The plot, like most of the other elements in the story, has been used many times: Daleks seek a device to give them power over time. What is very different about this story is the plot device used to represent that power. The Hand of Omega is the device that enabled the Time Lords to conduct their research into time travel: The audience is expected to believe that the Doctor was simply allowed to leave Gallifrey with a very important artifact (linked as it is directly to Rassilon and Omega). I found it interesting that Ben made no direct attempt to answer how or why the Doctor was allowed to do this. This raises even more questions about the Doctor and yet more mystery - as if we didn't have enough already!

Looking for solid characterisations in this story is like looking for unicorns - you won't find any. What I did find were a whole range of recycled UNIT characters. To draw a few parallels: Rachel Jensen is almost certainly a repackaged Liz Shaw - both draw from Cambridge, and both made to feel somewhat scientifically inadequate by the Doctor. Allison Williams also is a means of reinforcing the Doctor's superior skills over the scientific community. We all know who Captain Gilmore is a copy of, and the sergeant is a simple refinement of the troubled Mike Yates from Invasion of the Dinosaurs.

Taking a close look at the Doctor in this story is a lot like watching a regeneration. There is the usual blend of characteristics but there is also a vaguely disturbing sense of superiority. The Doctor has always been superior to both his friends and enemies but what troubles me here is the blatant way in which this important aspect of the Doctor has been handled. Where as in earlier stories this would have been balanced out by setting, crisis, or some other plot device, no such effort has been made here. The result is a Doctor with an over abundance of self-assurance which verges on smugness. While this is tolerable in this story and indeed enhances it in some respects, it also gives rise to the previously mentioned weakness of the New Adventures.

Ben Aaronovitch's choice of setting provides a comfortable feeling of familiarity for any Doctor Who fan with Coal Hill school's part in Who history being well known.

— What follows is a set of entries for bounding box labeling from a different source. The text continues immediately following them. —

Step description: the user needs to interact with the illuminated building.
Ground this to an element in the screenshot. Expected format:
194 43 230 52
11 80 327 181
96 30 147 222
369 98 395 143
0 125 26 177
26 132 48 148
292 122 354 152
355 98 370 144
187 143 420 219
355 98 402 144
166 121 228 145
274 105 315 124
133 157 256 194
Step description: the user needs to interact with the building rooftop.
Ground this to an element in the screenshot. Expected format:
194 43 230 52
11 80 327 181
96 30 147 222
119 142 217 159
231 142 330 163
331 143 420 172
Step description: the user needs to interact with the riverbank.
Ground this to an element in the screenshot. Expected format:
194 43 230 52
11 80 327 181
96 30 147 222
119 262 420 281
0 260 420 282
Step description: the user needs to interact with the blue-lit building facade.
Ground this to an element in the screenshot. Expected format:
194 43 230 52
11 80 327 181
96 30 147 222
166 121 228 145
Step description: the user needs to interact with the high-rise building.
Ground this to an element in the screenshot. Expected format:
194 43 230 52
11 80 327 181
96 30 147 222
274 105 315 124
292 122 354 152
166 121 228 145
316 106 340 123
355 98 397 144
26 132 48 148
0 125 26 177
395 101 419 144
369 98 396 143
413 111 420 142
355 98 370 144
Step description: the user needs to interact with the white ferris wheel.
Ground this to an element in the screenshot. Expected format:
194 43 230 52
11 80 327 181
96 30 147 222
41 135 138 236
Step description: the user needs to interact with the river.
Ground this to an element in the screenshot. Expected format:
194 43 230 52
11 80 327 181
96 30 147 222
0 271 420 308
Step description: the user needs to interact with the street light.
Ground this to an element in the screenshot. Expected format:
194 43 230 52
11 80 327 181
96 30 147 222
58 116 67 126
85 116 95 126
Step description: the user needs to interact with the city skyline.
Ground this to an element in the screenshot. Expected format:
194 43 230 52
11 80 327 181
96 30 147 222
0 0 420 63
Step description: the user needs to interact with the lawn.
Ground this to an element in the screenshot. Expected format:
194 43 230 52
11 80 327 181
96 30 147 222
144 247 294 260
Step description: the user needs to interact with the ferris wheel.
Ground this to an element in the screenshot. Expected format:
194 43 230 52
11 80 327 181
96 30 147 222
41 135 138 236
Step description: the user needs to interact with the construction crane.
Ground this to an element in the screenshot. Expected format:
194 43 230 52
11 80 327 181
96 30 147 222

However it's obvious that the setting is almost entirely incidental in terms of the plot: under other circumstances the events in this story could have happened anywhere else in the universe.

Why, if everything is so ordinary, am I even bothering to review this story? After all, we have recycled characters, in a recycled setting, acting out a very recycled plot. But what we also have is a work of genius with more than a little desperation in evidence.

The Doctor barely survived the bizarre storylines and appalling acting of Colin Baker, not to mention the equally inept "acting" of his sounding boards (to call them companions would be an insult to many fine actors and actresses). A strategy was adopted to bring the Doctor back to more solid ground, by first acknowledging his past, and then injecting more mystery into the character. A strategy I feel would have restored the programme's lost ground had it been followed through. Instead what followed was a drop in standards (Ghost Light and The Greatest Show in the Galaxy to name just two bottom dwellers).

Remembrance of the Daleks is a monument to the strength of the Doctor's beginnings and, if nothing else, reminds us all of the folly of losing sight of those beginnings.

This item appeared in TSV 46 (January 1996).